This is a guest post by Megan Laws, who have recently used Sapelli in Namibia:
During the first few weeks of my fieldwork among the Ju/‘hoansi of Nyae Nyae Conservancy, Namibia, I was asked by ‡Oma Tsamkxao, a local Ju/‘hoan field guide, to assist him in putting together a funding proposal. The funding proposal was for a GPS unit with an in-built camera. He planned to use this to take photographs of the ear tags of illegal heads of cattle that have been slowly making their way into the conservancy since the late 1990s.
We drafted a proposal for the GPS unit, and sent it through to donors he was in contact with. To better his chances, I also sent the proposal through to Dr Jerome Lewis, knowing he had worked on similar issues of invasion and resource threats in the Congo. Jerome came back to us suggesting we look into Sapelli. Since then, I have been working with a small team to put together a Sapelli project file aimed specifically at cattle invasions into traditional hunting and gathering grounds.
The Nyae Nyae Conservancy is 9,003 square kilometers of the traditional hunting and gathering grounds of the Ju/’hoansi, one of a number of remaining click-speaking language groups in southern Africa. Archeaologists estimate that the Ju/’hoansi have hunted and gathered within this region for over 25,000 years. Following the establishment of the administrative post in Tsumkwe in 1959 by the South West African Administration, however, the Ju/’hoansi have come into contact with agricul-tural economies which now threaten their resource base.
At the time of independence, the Government of the Republic of Namibia held a conference regarding land reform. Ju/’hoan representatives were in attendance and emphasised that they should be recognised as the legitimate owners of the Nyae Nyae region. This was supported by President Sam Nujoma, and the minister of lands, resettlement, and rehabilitation. The Nyae Nyae Conservancy was formally registered in 1998, the first of its kind in Namibia. Approximately 752 members registered, and the land came under the control of the Nyae Nyae Conservancy and its traditional author-ity, Chief Tsamkxao ‡Oma.

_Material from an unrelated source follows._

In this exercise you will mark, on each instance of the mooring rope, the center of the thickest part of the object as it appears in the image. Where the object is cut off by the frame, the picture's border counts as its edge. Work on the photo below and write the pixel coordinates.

It remains the only land in the possession of any San community in southern Africa which supports their rights to hunt and gather using traditional methods, and as such, it is a unique and vital resource. To protect it from illegal cattle invasions, ‡Oma and the communities of the n!oresi (traditional sub-sistence grounds) affected would need to gather photographs of the ear tags of heads of cattle which included GPS location data to verify they were in fact illegally invading. These would then need to be sent through to legal representatives in Windhoek, who pledged to work with government to coordinate removals and/or penalties once cattle farmers had been identified.
Although many have sought to get involved in fighting the invasion into their conservancy, there has been little they can do to become active partners. Doing so required multiple GPS cameras to allow Ju/‘hoansi in numerous locations to gather evidence as and when it presented itself, and then required this evidence to be uploaded to computers and emailed to legal representatives. For this, Ju/‘hoansi needed to be literate, tech savvy, and require more basic needs such as a means of charging devices and access to computers and internet connections. None of this is readily available for most Ju/‘hoansi.

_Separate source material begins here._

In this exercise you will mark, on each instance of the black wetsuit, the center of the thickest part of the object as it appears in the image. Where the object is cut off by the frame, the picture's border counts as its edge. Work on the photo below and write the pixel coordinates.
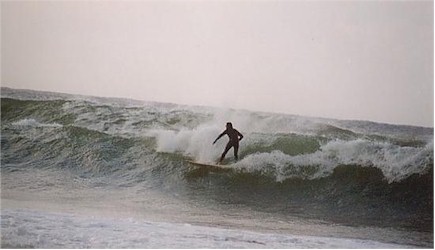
(233, 134)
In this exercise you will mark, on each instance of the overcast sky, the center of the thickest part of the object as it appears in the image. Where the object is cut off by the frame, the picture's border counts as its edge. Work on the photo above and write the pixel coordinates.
(366, 60)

Sapelli promised to overcome these issues by giving Ju/‘hoansi the option to work with touchscreen smartphones that could display simple images with audio descriptions given in Ju/‘hoansi. These could then be charged up using small solar panels, put into the pockets of hunters and gatherers, and put to discrete use as the opportunities present themselves. Data could then be sent to legal representatives immediately via cellular networks or later via wifi in the administrative centre of Tsu-mkwe, without the need for computers and email platforms.

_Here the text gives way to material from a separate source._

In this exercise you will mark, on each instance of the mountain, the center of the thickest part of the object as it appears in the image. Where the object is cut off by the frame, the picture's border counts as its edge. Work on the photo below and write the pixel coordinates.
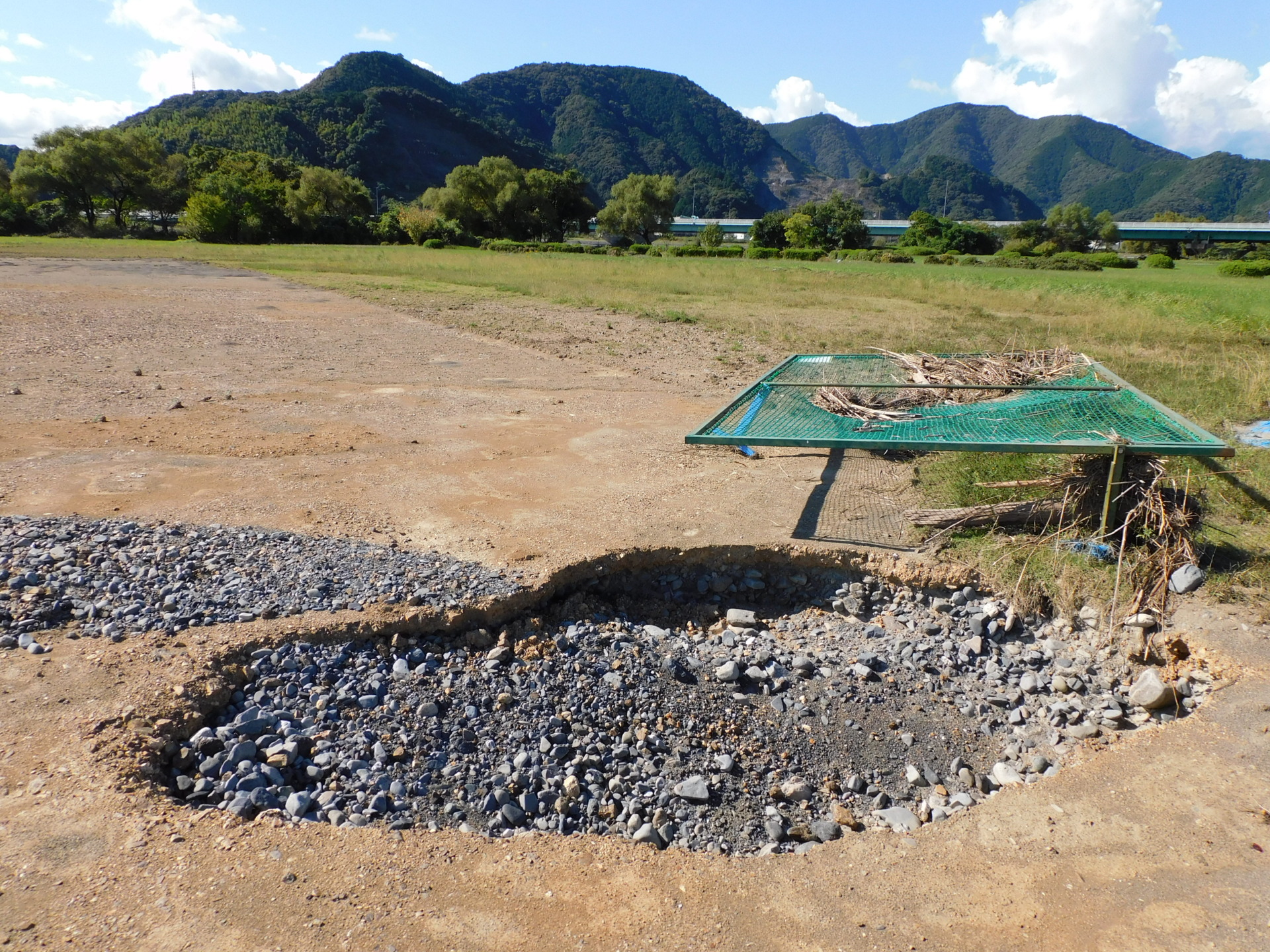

To get started, ‡Oma and I worked on a pictorial decision tree that seemed intuitive, and on put together a checklist of requirements specific to the project (like needing the camera to zoom in to prevent cows from running away by getting too close). I then got in touch with Mary Alice Beal, a graphic designer based in London, who put together a series of copyright free images, and sent these through to David Cassettari, a programmer based in London, who began working on the xml
project and incorporating the images and sound files. We have just received the first workable version, and went out to one of the areas where invasive cattle are resident to test it out and begin the final processes of fine-tuning.
We have found that the performance of the project file varies greatly depending on the model of phone it is loaded onto, and so our efforts are now focused on fund-raising to gather several touch-screen Android smart phones of a suitable model that we can run final tests on before getting these into the hands of Ju/‘hoansi. We have also presented the project to the Nyae Nyae Conservancy and Nyae Nyae Development Foundation to plan the most suitable way to co-ordinate the project. In addition to several suitable participants based in Tsumkwe, there are 24 rangers who monitor and report on activity within their n!oresi and are therefore well-situated to be the recipients of these smartphones loaded with Sapelli. Nevertheless, we have also been advised to proceed with caution to ensure that the use of Sapelli remains largely anonymous to protect participants from cattle farmers who might take exception to those involved.